Весеннее наводнение восемьдесят седьмого года, потом после обильных дождей – засуха, и отсюда – голод целых провинций, гибель от июльского града восемьдесят восьмого года двух третей крестьянского урожая на огромных районах Западной Франции, наконец, страшная, небывалая по своей суровости последняя предреволюционная зима, когда на севере замерзли все реки и все каналы, когда остановилось судоходство и невозможно стало подвозить продовольствие в терпящие бедствие районы – ни обозами, ни баржами. И опять голод, и голод – и голодные бунты по всей стране.
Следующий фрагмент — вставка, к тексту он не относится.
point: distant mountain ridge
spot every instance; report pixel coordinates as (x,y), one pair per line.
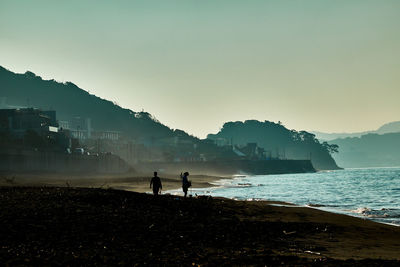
(369,150)
(278,141)
(391,127)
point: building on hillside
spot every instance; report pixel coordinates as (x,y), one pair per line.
(18,121)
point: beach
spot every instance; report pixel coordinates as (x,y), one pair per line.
(92,226)
(130,182)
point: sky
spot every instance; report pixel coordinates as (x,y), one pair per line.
(330,66)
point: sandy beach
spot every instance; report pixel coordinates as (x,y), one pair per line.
(134,182)
(83,226)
И еще чувство какого-то всеобщего неблагополучия, которое все росло и ширилось, сплачивая недовольных в единую национальную партию – партию третьего сословия. Жить, как прежде, становилось невозможным. Рабочие в больших городах, зарабатывая ежедневно по двадцать-тридцать су, впервые начали задумываться (не без помощи агитаторов, конечно), за какие такие заслуги бездельники-аристократы, какие-нибудь Ламбески, Конде или Полиньяки, получают от государственной казны ежегодно сотни тысяч ливров пансиона? И прокатились в апреле восемьдесят девятого года по всей стране с невиданной дотоле силой рабочие бунты в Марселе и Тулоне, в Эксе и Кане, в Вердене и Лилле. В самой столице были убиты и ранены сотни рабочих бунтующих фабрик парижских промышленников Ревельона и Анрио.